The Fed's plan for eventual wind-down of its financial bailout and economic stimulus measures by selling in the open market some of its vast holdings of mortgage backed securities and Treasuries when the economy recovers faces the possibility of massive losses which could force the central bank to suspend annual payments of its profit to the Treasury for the first time since the 1930s.
The Fed is holding some $3 trillion in Treasuries as of February 2013, and is adding about $85 billion a month to keep interested rates low and to provide liquidity to the market in an effort to keep unemployment from rising. In 2012, the Fed contributed $89 billion to the Treasury to reduce a significant portion of the government's borrowing and interest costs. But as the Fed sells its holdings on economic recovery, the Fed must also raise interest rates to combat inflation, which is pushing down the market value of the low-rate securities in its holding, causing significant financial loss.
A Fed analysis published in January 2013 which projects interest rates at 3.8% later in the decade, shows the Fed incurring a record loss of $40 billion which would force it to suspend payment of the Treasury for four years beginning 2017. If interest rate rises another percentage point, the resultant loss would triple. This would put political pressure on the independence of the Fed to set interest rates.

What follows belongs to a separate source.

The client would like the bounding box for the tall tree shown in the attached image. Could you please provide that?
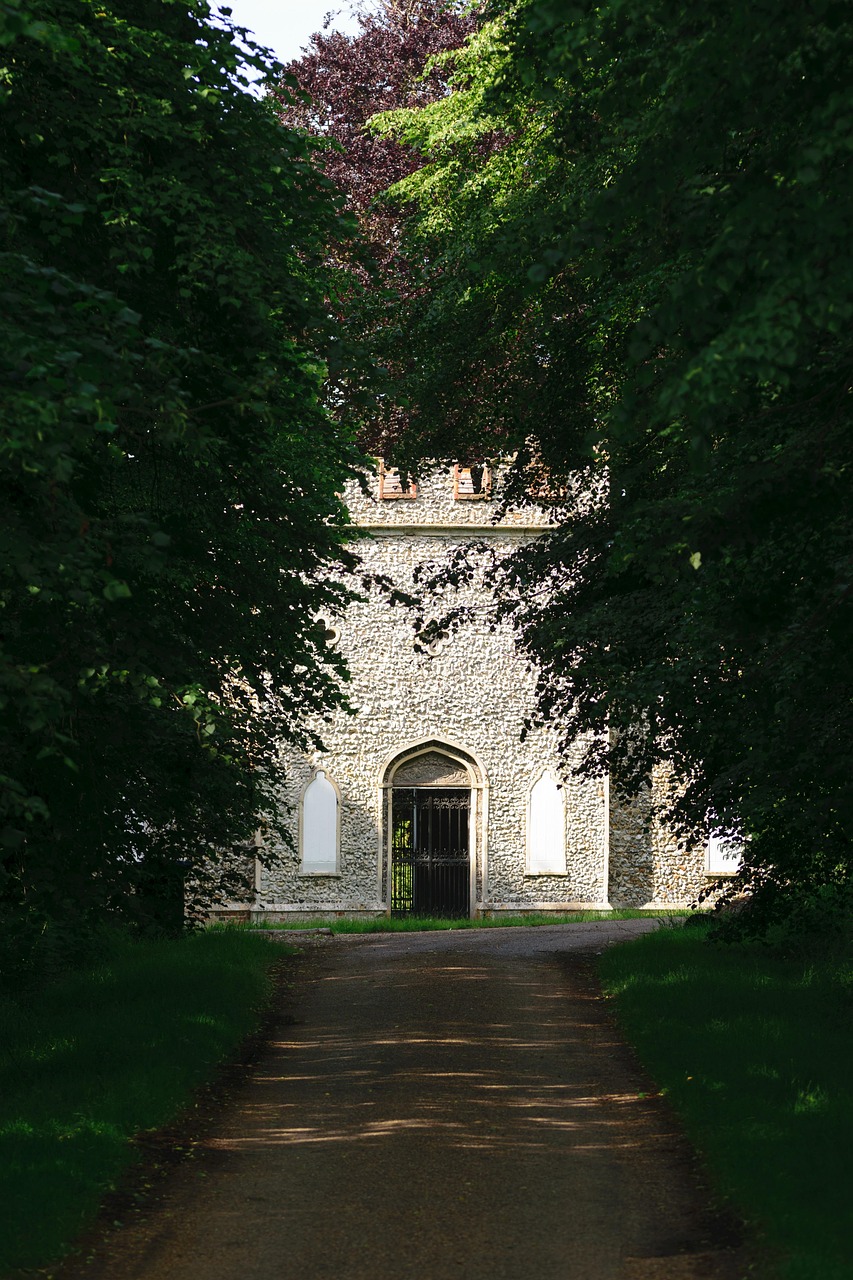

Worse yet, if the Fed fails to pull its own weight and becomes an added burden to the public debt, political momentum to abolish the Fed will gain strength.
Central bank uses SPV to hide balance sheet expansion
The Treasury's Troubled Assets Relief Program of the Emergency Economic Stabilization Act of 2008 would finance the first $20 billion of troubled assets purchases by buying distressed debt in the NY Fed's SPV. If more than $20 billion in assets are bought by the SPV through TALF, the NY Fed will lend the additional money to the SPV. Since a loan is treated in accounting as an asset, the NY Fed, by providing the funds to buy distress debt, actually expands it balance sheet positively while its SPV assumes more liability.
SPV used to skirt Basel II capital requirements
In a May 2002, Asia Times Online article, I warned about Special Purpose Vehicles (SPV) five years before the credit crisis broke out in July 2007:
While Third World banks that do not meet BIS capital requirements are frozen from the global interbank funds, BIS rules have been eroded by so-called large, complex banking organizations (LCBOs) in advanced economies through capital arbitrage, which refers to strategies that reduce a bank's regulatory capital requirements without a commensurate reduction in the bank's risk exposures. One example of such arbitrage is the sale, or other shift-off, from the balance sheet, of assets with economic capital allocations below regulatory capital requirements, and the retention of those for which regulatory requirements are less than the economic capital burden.
Aggregate regulatory capital thus ends up being lower than the economic risks require; and although regulatory capital ratios rise, they are in effect merely meaningless statistical artifacts. Risks never disappear; they are always passed on. LCBOs in effect pass their unaccounted-for risks on to the global financial system. Thus the fierce opponents of socialism have become the deft operators in the socialization of risk while retaining profits from such risk socialization in private hands.